Supply Chain · Experiment Writeup

Agentic Bullwhip Effect — Version 1

Context improved lightweight models but degraded the reasoning model. The most capable, most expensive configuration performed worst overall.

The bullwhip effect is a foundational supply chain problem: small fluctuations in consumer demand cause progressively larger swings in orders further up the chain, leading to excess inventory, stockouts, and wasted capacity.

This experiment placed AI agents at each tier of a 3-tier Indian automotive supply chain and tested whether giving them domain context — company identity, product, market, calendar — reduced order amplification compared to agents operating blind. A 2×2 factorial design crossed two context levels (blind vs context) against two model tiers (gpt-4.1-mini vs o1).

All four configurations produced bullwhip amplification. Context reduced amplification for the lightweight model and increased it for the reasoning model. Results are directional — 5 runs per configuration.

Design & configuration

Modelsgpt-4.1-mini (lightweight) · o1 (reasoning)
Design2×2 factorial — model tier × context treatment
Replications5 per configuration · 20 total runs
Primary metricOVAR — Order Variance Amplification Ratio = Var(orders placed) / Var(demand received)
Supply chain3-tier serial: Tatva Motors (OEM) → Lighting Manufacturer (Ancillary) → LED Component Manufacturer
Demand series13 months (Dec 2024 – Dec 2025) · single SKU · 606,771 total units
Lead time1 month deterministic at all tiers
Initial inventory43,000 units at all tiers
LLM calls720 total (12 periods × 3 tiers × 5 runs × 4 configurations)
Blind
Context
Lightweight (gpt-4.1-mini)
blind_lightweight
context_lightweight
Reasoning (o1)
blind_reasoning
context_reasoning

OVAR interpretation: > 1.0 = bullwhip amplification · = 1.0 = perfect pass-through · < 1.0 = dampening

What I found

  1. All configurations produced bullwhip amplification. OVAR exceeded 1.0 at every tier across all four configurations.
  2. Context was associated with lower chain-average OVAR for the lightweight model. context_lightweight achieved 2.929 versus blind_lightweight at 3.157, and produced the highest seasonal elevation score — raising orders at event periods in 83% of cases.
  3. Context was associated with higher chain-average OVAR for the reasoning model. context_reasoning reached 4.412 versus blind_reasoning at 3.835 — the highest of the four configurations in this experiment.
  4. context_reasoning produced an inverted tier pattern. The other three configurations followed the expected monotone pattern (OEM < Ancillary < Component). context_reasoning reversed it: OEM OVAR 6.349, Ancillary 4.191, Component 2.698.
  5. The o1 configurations showed high run-to-run variability.
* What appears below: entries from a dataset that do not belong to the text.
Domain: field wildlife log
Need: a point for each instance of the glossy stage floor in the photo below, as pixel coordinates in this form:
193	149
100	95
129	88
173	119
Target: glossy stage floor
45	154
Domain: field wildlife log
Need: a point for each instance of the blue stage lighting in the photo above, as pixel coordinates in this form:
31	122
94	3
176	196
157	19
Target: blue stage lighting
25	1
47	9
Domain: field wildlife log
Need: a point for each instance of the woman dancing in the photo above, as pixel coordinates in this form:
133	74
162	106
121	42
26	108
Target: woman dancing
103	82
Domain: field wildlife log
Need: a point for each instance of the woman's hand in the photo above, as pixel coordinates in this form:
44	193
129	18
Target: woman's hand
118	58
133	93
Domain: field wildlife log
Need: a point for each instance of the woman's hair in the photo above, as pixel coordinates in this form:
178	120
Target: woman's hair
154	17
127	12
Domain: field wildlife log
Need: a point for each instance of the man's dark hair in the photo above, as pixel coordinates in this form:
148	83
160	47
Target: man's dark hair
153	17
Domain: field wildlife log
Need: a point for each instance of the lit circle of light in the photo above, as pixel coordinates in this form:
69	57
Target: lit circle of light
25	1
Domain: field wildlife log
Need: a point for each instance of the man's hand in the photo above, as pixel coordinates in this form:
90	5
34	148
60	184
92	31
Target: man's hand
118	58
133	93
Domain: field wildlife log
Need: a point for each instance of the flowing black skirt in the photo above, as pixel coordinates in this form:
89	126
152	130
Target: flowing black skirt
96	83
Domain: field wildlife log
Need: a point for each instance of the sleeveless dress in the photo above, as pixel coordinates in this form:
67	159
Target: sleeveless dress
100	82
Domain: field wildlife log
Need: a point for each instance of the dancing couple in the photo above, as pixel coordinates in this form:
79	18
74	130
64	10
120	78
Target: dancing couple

Coefficient of variation for o1 OVAR ranged from 22–57%, versus under 2% for gpt-4.1-mini. With n=5, the o1 means carry wide uncertainty and should be read with caution.
  6. context_reasoning generated the highest excess inventory. 654,728 units of excess chain inventory chain-wide — approximately 6× blind_lightweight — while producing the highest chain-average OVAR.

Numeric results

Chain-average OVAR by configuration

Configuration Model Treatment Chain Avg OVAR vs blind_lightweight
context_lightweight GPT-4.1-MINI Context 2.929 −7.2%
blind_lightweight GPT-4.1-MINI Blind 3.157 baseline
blind_reasoning O1 Blind 3.835 +21.5%
context_reasoning O1 Context 4.412 +39.7%

OVAR by tier — mean ± std (CV%)

Configuration OEM OVAR OEM CV% Ancillary OVAR Anc CV% Component OVAR Comp CV%
blind_lightweight 2.267 ± 0.009 0.41 2.938 ± 0.044 1.50 4.266 ± 0.078 1.82
context_lightweight 2.237 ± 0.006 0.29 3.138 ± 0.080 2.55 3.412 ± 0.347 * 10.18
blind_reasoning 4.200 ± 2.400 57.15 ⚠ 3.656 ± 1.350 36.94 ⚠ 3.649 ± 0.608 16.66 ⚠
context_reasoning 6.349 ± 1.452 22.86 ⚠ 4.191 ± 1.373 32.76 ⚠ 2.698 ± 0.677 25.10 ⚠

* Parse error in run 5 inflates component mean by ~+0.129. Clean estimate: 3.283 ± 0.220.  ⚠ CV > 10% — high run-to-run instability; means are directional, not reliable point estimates.

Secondary metrics

Configuration Stockouts (chain total) Excess inventory (chain total)
blind_lightweight 21.4 109,360
context_lightweight 19.6 151,246
blind_reasoning 20.0 330,649
context_reasoning 12.8 654,728

context_reasoning's lower stockout count coincides with its highest excess inventory — orders were large enough to buffer stockouts.

Hypothesis verdicts

Hypothesis Prediction Verdict
H1 Context OVAR < Blind OVAR at all three tiers REJECTED
H2 Blind_reasoning ≈ Blind_lightweight (model does not matter) REJECTED
H3 context_reasoning achieves lowest chain OVAR REJECTED
H4 Context agents detect seasonal patterns better PARTIAL

H1, H2, H3 all rejected. H4 holds for lightweight; reversed for reasoning.

What this means

The context × model interaction

The most notable pattern is that the context effect runs in opposite directions depending on the model. For gpt-4.1-mini, context was associated with a modest reduction in chain-average OVAR (−0.228). For o1, context was associated with an increase (+0.577). The tier-level data adds detail: at the component tier, context reduced OVAR for both models by similar amounts (−0.855 and −0.952). At the OEM tier the picture diverges — context had a near-zero effect on gpt-4.1-mini (−0.030) and a large positive effect on o1 (+2.149).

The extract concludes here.